Life, as it has so often been bandied, is unpredictable.

But how does one come to terms with injustice that is entangled and further complicates this unpredictability? Some news just awakens one to the reality that is life - it shatters the very world view we've been brought up as children, destroys the myth that is purported in Enid Blyton books and fairy tales of old. The world isn't a happily ever after; the good rarely win and in fact they die young.

I was immobilised and in shock when I heard that one of my students is suffering from lymphoma. He has to withdraw from school and undergo chemotherapy for the remaining part of the year.

How does one comprehend this brute reality - that a 17 year old child who is healthy, athletic, intelligent, wise, mature and sensible beyond his years suffer from cancer? One inevitably asks "why"...

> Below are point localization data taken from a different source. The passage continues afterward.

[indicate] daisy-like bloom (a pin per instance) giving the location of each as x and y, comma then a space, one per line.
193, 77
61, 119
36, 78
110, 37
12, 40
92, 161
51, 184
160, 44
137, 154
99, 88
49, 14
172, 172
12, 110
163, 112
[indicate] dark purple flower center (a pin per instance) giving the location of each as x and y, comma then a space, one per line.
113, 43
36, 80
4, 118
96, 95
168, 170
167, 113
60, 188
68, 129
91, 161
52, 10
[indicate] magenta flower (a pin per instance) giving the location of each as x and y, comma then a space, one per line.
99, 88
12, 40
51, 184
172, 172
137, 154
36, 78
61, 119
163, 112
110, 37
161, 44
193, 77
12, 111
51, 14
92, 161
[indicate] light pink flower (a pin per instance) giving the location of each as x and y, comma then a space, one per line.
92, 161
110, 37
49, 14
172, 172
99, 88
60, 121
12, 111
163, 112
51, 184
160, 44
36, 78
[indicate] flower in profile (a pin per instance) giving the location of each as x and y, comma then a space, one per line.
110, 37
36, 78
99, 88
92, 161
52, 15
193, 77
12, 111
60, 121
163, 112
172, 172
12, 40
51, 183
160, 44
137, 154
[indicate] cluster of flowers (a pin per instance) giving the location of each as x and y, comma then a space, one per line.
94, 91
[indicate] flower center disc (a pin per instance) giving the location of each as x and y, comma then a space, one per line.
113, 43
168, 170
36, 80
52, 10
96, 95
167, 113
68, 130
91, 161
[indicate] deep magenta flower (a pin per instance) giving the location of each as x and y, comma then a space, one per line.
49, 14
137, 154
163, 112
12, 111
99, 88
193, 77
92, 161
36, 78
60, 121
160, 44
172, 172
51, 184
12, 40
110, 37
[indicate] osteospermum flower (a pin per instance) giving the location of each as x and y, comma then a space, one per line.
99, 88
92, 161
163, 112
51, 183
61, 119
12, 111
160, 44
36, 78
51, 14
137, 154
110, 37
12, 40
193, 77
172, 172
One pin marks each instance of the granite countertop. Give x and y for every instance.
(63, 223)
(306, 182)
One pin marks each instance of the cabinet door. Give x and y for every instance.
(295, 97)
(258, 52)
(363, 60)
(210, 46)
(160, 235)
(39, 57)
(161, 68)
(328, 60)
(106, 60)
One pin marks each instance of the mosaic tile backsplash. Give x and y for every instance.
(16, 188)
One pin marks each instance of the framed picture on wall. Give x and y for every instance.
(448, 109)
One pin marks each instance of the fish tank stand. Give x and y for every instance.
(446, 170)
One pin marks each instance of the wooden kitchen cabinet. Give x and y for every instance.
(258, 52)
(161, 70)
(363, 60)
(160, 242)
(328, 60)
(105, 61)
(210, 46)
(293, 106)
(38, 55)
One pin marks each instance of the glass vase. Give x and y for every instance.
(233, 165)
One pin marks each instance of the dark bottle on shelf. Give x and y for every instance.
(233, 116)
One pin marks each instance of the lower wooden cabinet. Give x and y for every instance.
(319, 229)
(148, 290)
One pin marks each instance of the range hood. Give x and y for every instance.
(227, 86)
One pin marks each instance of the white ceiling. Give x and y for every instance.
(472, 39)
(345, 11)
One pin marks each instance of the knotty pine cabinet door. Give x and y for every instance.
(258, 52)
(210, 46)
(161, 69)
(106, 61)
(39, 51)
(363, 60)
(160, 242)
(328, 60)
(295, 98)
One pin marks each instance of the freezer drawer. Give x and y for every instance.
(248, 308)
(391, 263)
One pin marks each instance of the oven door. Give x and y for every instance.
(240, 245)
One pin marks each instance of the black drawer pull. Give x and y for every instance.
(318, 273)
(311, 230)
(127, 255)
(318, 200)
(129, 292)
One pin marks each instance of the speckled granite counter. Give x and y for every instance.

It's like how I had no answer for my dear secondary school friend who'd lost his mother at the age of 16 and had to watch her wither away with each passing day. "Where is your God?" he'd ask. "What did she do to deserve this?" he'd bemoan. In my naivety, I remember telling him God's ways are not our ways.

But how can that answer suffice in the face of such cruel and painful reality?

I don't provide such doctrinal solutions any longer because I know there is no grand meta-theory, no 'the answer'. Without such certainties, how does one try to comprehend and wrestle with the reality that poses even more fearful uncertainty?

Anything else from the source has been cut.